Wie kontrolliert Shepard die Reaper eigentlich, wenn er dabei stirbt? Gibt er ihnen lediglich den Befehl die Vernichtung abzubrechen und sie kommen in 50.000 Jahren wieder oder wird er Bestandteil des Bewusstseins der Reaper und verhindert ihre Angriffe dauerhaft?


----------



## CyrionXS (22. März 2012)

> Du hältst mich immernoch in dieser zweiten Phase
> 
> 
> Dieser Inhalt steht nur eingeloggten Mitgliedern zur Verfügung.


Du hast doch selbst gesagt du seist da drin  ich versteh schon 

@robot. Krass, dass man Realisten von Philosophen trennt. Wenn das Realismus sein soll, Meinungen über etwas unbekanntes abgeben, dann werde ich eine neue Definition für Realismus hinzufügen müssen. Und die des Agnostizismus streichen müssen. (Aber über philosophische denkweisen kann man urteilen. Denn vorurteilen geht ja immer.)



> Du erhoffst Dir von ME wohl tiefgründige Antworten auf Fragen, auf die  die Menscheit seit Jahrtausenden Antworten sucht (was ist Leben? wie  wird es definiert? Definition des Sein...)


Wo denkst du hin. Ich suche gar nichts, ich rechne es nur hoch an, dass es nach langer Zeit mal wieder ein Spiel mit erhöhtem Denkanspruch ist.
Übrigens wird nie eine richtige Antwort auf diese Fragen gegeben. Sie können es auch nicht beantworten. Nur andeuten.

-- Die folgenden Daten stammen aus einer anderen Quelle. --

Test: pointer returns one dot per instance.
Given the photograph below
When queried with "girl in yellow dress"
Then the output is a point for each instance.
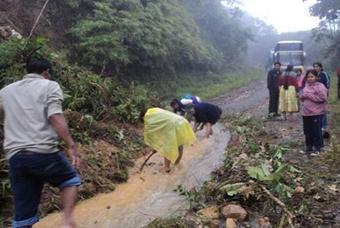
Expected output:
(167, 133)
(288, 102)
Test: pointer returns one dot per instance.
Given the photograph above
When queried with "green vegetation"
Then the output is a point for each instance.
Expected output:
(140, 40)
(210, 88)
(100, 113)
(328, 31)
(113, 57)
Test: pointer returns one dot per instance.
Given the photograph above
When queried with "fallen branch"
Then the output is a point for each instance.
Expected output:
(37, 20)
(290, 216)
(146, 160)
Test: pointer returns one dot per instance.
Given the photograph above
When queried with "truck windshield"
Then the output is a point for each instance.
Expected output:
(289, 47)
(295, 60)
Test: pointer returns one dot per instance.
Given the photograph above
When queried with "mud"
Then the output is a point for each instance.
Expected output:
(150, 194)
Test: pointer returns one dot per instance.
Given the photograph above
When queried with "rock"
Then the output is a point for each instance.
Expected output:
(299, 189)
(193, 221)
(230, 223)
(210, 216)
(234, 211)
(337, 220)
(208, 213)
(264, 223)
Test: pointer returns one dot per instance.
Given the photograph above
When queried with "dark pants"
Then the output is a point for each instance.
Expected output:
(28, 171)
(273, 100)
(312, 130)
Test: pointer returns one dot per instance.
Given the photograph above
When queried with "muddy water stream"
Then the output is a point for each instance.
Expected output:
(150, 194)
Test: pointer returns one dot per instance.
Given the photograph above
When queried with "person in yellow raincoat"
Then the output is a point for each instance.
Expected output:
(167, 133)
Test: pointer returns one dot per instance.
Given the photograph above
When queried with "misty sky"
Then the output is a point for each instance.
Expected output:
(284, 15)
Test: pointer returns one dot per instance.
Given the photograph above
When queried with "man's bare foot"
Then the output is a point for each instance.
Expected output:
(71, 225)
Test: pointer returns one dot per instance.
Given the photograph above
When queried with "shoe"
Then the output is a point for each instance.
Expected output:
(326, 135)
(303, 152)
(315, 153)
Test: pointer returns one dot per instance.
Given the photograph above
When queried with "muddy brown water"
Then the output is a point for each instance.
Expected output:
(150, 194)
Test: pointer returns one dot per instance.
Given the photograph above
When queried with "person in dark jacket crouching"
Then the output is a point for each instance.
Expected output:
(206, 115)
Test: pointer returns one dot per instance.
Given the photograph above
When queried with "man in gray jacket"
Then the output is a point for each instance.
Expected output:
(273, 87)
(33, 123)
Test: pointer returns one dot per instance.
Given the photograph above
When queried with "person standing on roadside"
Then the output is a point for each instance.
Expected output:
(273, 87)
(324, 78)
(288, 93)
(33, 120)
(314, 99)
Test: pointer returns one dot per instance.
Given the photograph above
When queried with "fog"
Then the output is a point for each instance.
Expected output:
(284, 15)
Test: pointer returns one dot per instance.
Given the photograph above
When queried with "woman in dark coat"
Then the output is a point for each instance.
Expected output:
(206, 115)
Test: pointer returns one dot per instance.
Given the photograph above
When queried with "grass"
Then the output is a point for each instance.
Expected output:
(211, 88)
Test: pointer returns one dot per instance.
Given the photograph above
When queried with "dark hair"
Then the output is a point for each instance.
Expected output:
(318, 64)
(313, 72)
(38, 66)
(289, 68)
(174, 102)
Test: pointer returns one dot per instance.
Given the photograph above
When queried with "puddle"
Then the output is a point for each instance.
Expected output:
(150, 194)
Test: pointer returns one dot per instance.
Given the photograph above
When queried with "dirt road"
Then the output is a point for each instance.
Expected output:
(150, 194)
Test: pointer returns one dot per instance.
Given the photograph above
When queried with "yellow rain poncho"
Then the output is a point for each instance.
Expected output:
(287, 100)
(165, 131)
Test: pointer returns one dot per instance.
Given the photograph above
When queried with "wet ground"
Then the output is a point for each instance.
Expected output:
(150, 194)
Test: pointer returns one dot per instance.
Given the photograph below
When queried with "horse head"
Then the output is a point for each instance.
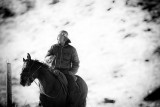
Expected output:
(29, 71)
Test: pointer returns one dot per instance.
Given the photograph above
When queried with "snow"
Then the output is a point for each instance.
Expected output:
(112, 64)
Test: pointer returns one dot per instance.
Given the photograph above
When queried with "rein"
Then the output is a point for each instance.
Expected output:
(31, 76)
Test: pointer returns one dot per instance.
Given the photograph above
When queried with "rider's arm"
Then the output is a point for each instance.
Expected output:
(50, 54)
(74, 61)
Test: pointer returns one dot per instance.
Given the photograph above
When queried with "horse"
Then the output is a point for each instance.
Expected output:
(52, 91)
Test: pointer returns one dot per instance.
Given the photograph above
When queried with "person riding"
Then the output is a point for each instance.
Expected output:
(64, 58)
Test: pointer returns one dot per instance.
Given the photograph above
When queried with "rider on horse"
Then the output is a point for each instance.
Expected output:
(64, 58)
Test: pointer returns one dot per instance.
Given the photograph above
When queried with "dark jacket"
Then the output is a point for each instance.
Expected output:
(66, 57)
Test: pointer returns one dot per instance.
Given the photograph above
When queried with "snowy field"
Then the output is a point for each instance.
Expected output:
(117, 42)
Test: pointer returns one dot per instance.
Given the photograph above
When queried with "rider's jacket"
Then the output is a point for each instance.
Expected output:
(66, 57)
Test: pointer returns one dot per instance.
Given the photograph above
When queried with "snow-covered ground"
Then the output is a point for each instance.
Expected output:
(115, 46)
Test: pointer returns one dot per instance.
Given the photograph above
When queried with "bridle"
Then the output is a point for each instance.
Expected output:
(31, 76)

Denn der Spieler soll über diese Fragen bestimmen, ob die Synthetics es verdient haben zu leben. Ob Er bereit ist, die Galaxie zu beschützen und sich selber zu aufzugeben (Gegenteil von Egoismus). Oder wir bereit sind eine neue Evolutionsstufe zu erlangen. Ich musste vor den Säulen lange darüber nachdenken.
Ich weiss auch nicht, weshalb Bioware sonst diese 3 Möglichkeiten eingebaut hat. Weshalb sonst sollte man sich zwischen diesen fast schon unheimlich zu den Fragen passenden Enden entscheiden können?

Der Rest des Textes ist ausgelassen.